HA Rancher + Harvester: Provision Cluster errors with "certificate signed by unknown authority"

Environment

I have a HA Rancher v2.6.3 cluster which is being Reverse Proxied by Traefik which is handling cert termination and routes to 3 nodes of the etc/cp/worker Rancher install. This is all running out of Proxmox VMs. My cert was issued by letsencrypt.

I recently added a bare metal install of Harvester v1.0.0.
Currently a single machine with all traffic being handled over the management NIC, which is Gb to the switch.

This Harvester node was successfully integrated into my Rancher cluster, with the intent of spinning up new clusters on demand.

Harvester Setup

I set up a network with vlanid 1, and just gave it access to my whole /16 192.168.0.0 home network. I have done this through DHCP as well as setting the route statically in Harvester.

Problem

When provisioning a cluster through Harvester (RKE1/RKE2/K3s), the VMs aren’t created and I get the below error:

failing bootstrap machine(s) k3s-pool1-65b4c9d49c-qv42q: failed creating server (HarvesterMachine) in infrastructure provider: CreateError: Failure detected from referenced resource rke-machine.cattle.io/v1, Kind=HarvesterMachine with name “k3s-pool1-d7010ffa-52wvw”: Downloading driver from {{redacted because too many links in post}}/harvester-node-driver/v0.3.4/docker-machine-driver-harvester-amd64.tar.gz
docker-machine-driver-harvester-amd64.tar.gz
docker-machine-driver-harvester-amd64.tar.gz: gzip compressed data, from Unix, original size 36115968
Running pre-create checks…
Error with pre-create check: “Get "{{redacted because too many links in post}}/k8s/clusters/c-m-zrshdjzq/apis/harvesterhci.io/v1beta1/settings/server-version": x509: certificate signed by unknown authority”
The default lines below are for a sh/bash shell, you can specify the shell you’re using, with the --shell flag. and join url to be available on bootstrap node

Troubleshooting

Following these steps: Rancher Helm Chart Options | Rancher
I set the additionalTrustedCAs flag in my Rancher helm deploy to true

helm upgrade rancher rancher-latest/rancher \
–namespace cattle-system
–set hostname=rancher.plmr.cloud
–set additionalTrustedCAs=true

I uploaded the ca-additional.pem as a tls-ca-addtional secret. The file I used as the ca to trust this cert chain was obtained by opening my cert in Firefox, and downloading the PEM (cert) for ISRG Root X1.

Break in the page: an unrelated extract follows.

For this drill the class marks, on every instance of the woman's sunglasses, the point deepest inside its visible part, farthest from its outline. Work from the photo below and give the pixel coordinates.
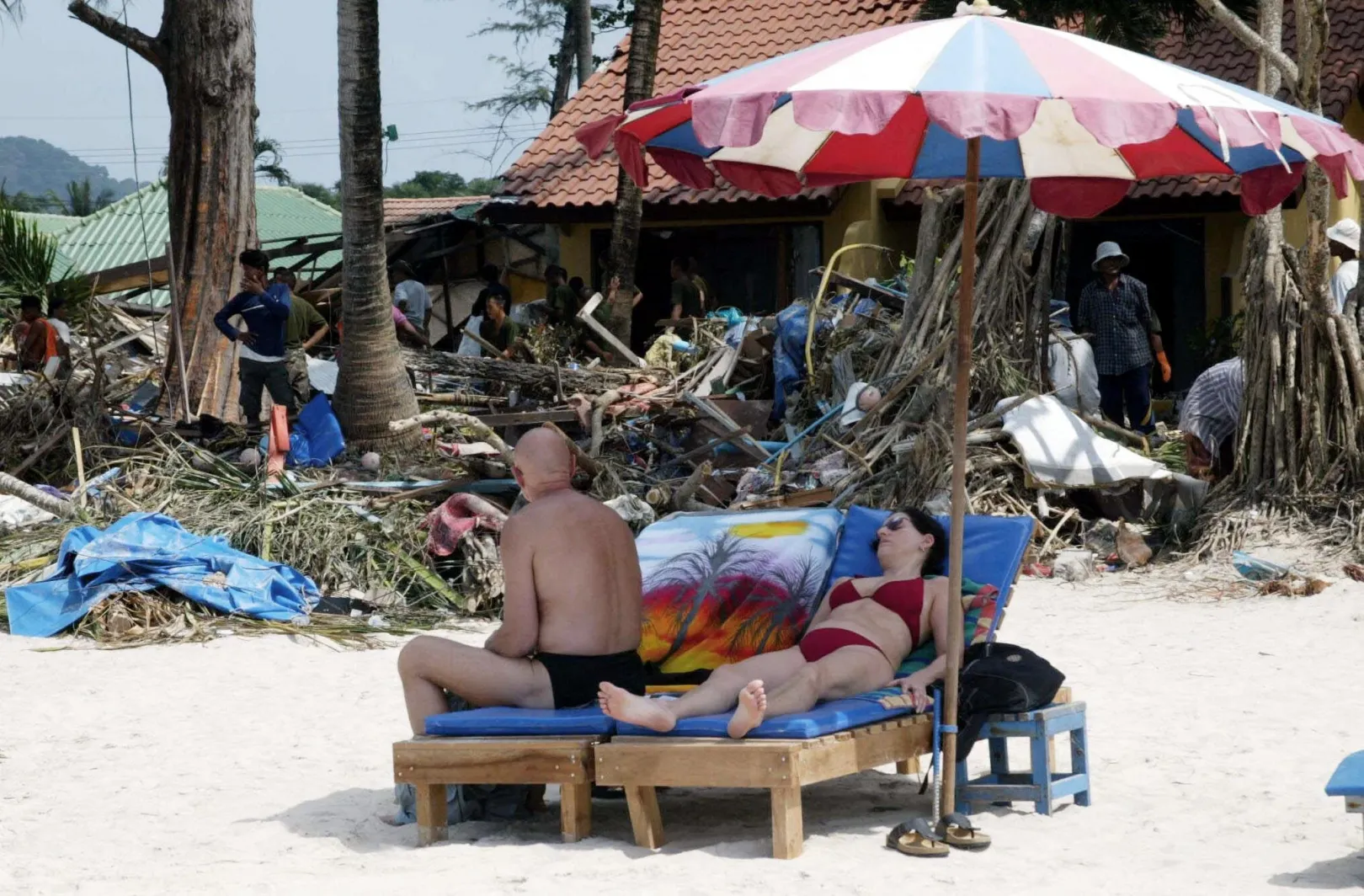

I also set the Harvester setting “additional-ca” to this same ISRG Root X1 pem file, which in my understanding should be operating as the root CA to trust all letsencrypt issued certs

Ask

Can anyone help me understand whether this issue is because I have something misconfigured in Rancher, or in Harvester? It’s unclear to me whether the Provisioning Log error above is from Rancher attempting to call itself, or if it’s coming back from Harvester. I don’t have another cloud provider configured to do side by side testing.

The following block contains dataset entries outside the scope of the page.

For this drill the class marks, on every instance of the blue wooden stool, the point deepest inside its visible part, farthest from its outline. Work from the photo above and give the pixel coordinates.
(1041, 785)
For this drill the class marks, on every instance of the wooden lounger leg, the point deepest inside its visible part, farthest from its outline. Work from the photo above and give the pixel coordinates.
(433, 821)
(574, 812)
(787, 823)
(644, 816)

I was able to spin up a regular workload cluster in Proxmox VMs and did not encounter this issue when registering them to Rancher using the provided Registration Command from Rancher.

If I need to move this to the Harvester section, just let me know.

I think I’ve made a helpful discovery this morning.

If I enter terminal on a cattle-system pod and curl my FQDN: https://rancher.home.lab, I can get two different results:

  • local cluster: no errors
  • herd0 (manually provisioned workload cluster):

curl: (60) SSL certificate problem: unable to get local issuer certificate
More details here: curl - SSL CA Certificates

curl failed to verify the legitimacy of the server and therefore could not
establish a secure connection to it. To learn more about this situation and
how to fix it, please visit the web page mentioned above.

I am assuming that this is equivalent to the go “certificate signed by unknown authority” error I outlined above. In my mind this means that the new cluster is attempting to provision itself, but upon creating whatever pods it needs for orchestration, it immediately bombs out on cert errors because it’s untrusted. I’m not totally clear on why herd0 has this issue, but functions without apparent problems though.

This would lead me to conclude that my tls-ca-additional secret is only providing trust for my local cluster, or it’s being trusted for some other reason that I don’t understand. I attempted to set the same secret in herd0, recycled one of the cattle-system pods, but had no greater success with the curl command at that point.

I want to attempt changing out the ca-cert under global settings, but I haven’t found a way to do that yet.

This is a solely Rancher configuration error that I made during setup. Documenting in case anyone else ever runs across this…

In my setup with a pre-issued letsEncrypt cert being terminated at my Traefik Reverse Proxy, I needed to follow the instructions here, downloading my cert chain, and then installing it as a secret/private cert chain.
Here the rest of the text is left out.